Sonny Rollins – Way Out West (1957)

On the night of Sonny Rollins’ debut in London’s Gerrard Street the club held its breath. The rhythm section waited on stage. His height emphasised by an enormous Stetson, the massive figure of Rollins emerged playing from the back room, tenor saxophone held high. The Trio snapped into action. Rollins played ‘Three Little Words’ for an hour, then played all the way back to the dressing room, leaving us stunned.

Duke Ellington – Blues In Orbit (1958-59)

Peter Russell’s arrival in Plymouth in the late 1950s was a turning point for John Surman and me who were struggling to play Jazz. Peter’s Hot Record Store in Union Street became our Mecca. In the city’s notorious red-light district which served the Naval base and docks of Devonport, the shop’s location must have pleased Peter, with echoes of the Storyville district of New Orleans.

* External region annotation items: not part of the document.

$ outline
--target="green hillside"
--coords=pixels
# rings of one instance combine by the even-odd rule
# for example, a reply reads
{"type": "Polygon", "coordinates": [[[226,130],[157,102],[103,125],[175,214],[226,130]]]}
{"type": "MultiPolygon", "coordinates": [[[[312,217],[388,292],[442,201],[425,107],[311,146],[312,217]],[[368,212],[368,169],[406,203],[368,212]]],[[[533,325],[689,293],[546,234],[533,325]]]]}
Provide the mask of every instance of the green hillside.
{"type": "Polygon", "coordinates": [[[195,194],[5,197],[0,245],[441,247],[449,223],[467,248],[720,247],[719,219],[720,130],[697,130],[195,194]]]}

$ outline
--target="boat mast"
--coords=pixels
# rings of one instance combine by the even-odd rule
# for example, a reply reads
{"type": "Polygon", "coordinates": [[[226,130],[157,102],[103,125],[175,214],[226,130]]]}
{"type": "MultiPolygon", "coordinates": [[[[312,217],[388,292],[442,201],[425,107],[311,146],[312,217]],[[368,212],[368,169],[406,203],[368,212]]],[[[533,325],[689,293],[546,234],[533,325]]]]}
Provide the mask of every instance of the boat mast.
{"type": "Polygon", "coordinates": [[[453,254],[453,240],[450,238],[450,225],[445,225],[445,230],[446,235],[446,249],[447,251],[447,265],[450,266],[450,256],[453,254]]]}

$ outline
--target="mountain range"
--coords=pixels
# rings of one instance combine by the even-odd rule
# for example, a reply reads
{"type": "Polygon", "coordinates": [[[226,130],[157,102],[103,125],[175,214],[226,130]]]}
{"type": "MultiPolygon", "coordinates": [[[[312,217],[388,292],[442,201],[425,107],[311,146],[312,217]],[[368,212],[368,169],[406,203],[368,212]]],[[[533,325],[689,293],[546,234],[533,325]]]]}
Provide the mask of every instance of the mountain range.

Never imposing his taste, Peter had subtle ways of making us aware of things we needed to hear. One day, either by accident or probably by design, as I went into the shop he had on the turntable the title track of Duke Ellington’s Blues in Orbit– one of the sounds that changed my life.

Betty Carter – Feed The Fire (1993)

For me Betty Carter has taken jazz singing further than anyone else. Musically she is wonderfully free. She makes every lyric her own. Her performance of ‘Lover Man’ is highly original and beautifully accompanied by Geri Allen, Dave Holland and Jack De Johnette. She uncovers depths in this familiar standard that made me want to find my own way to play it.

Duke Ellington – Ellington ‘55

My first experience of hearing live American Jazz was in 1956 when the Lionel Hampton band played the Winter Gardens in Bournemouth. During my National Service I was briefly stationed in Bournemouth. Hampton had a drum kit and vibes at the front of the stage, as well as the regular drummer at the back. At one point during ‘Flying Home’ he took off round the auditorium, juggling his sticks, accompanied by a screaming tenor player while the band roared behind.

The whole place erupted. I suppose it was a taste of what was to come when rock ’n roll took over. Jazz purists were appalled by such blatant showmanship. When I had a band of my own, I did an arrangement of ‘Flying Home’ which we played for many years. It included the whole band playing the original Illinois Jacquet solo, which by tradition is included in every performance.

The version of ‘Flying Home’ that I particularly like is the one recorded by Duke in 1955 when the Ellington Orchestra tore into the signature tunes of other big bands of the day: Benny Goodman, Glenn Miller and Count Basie as well as Lionel Hampton.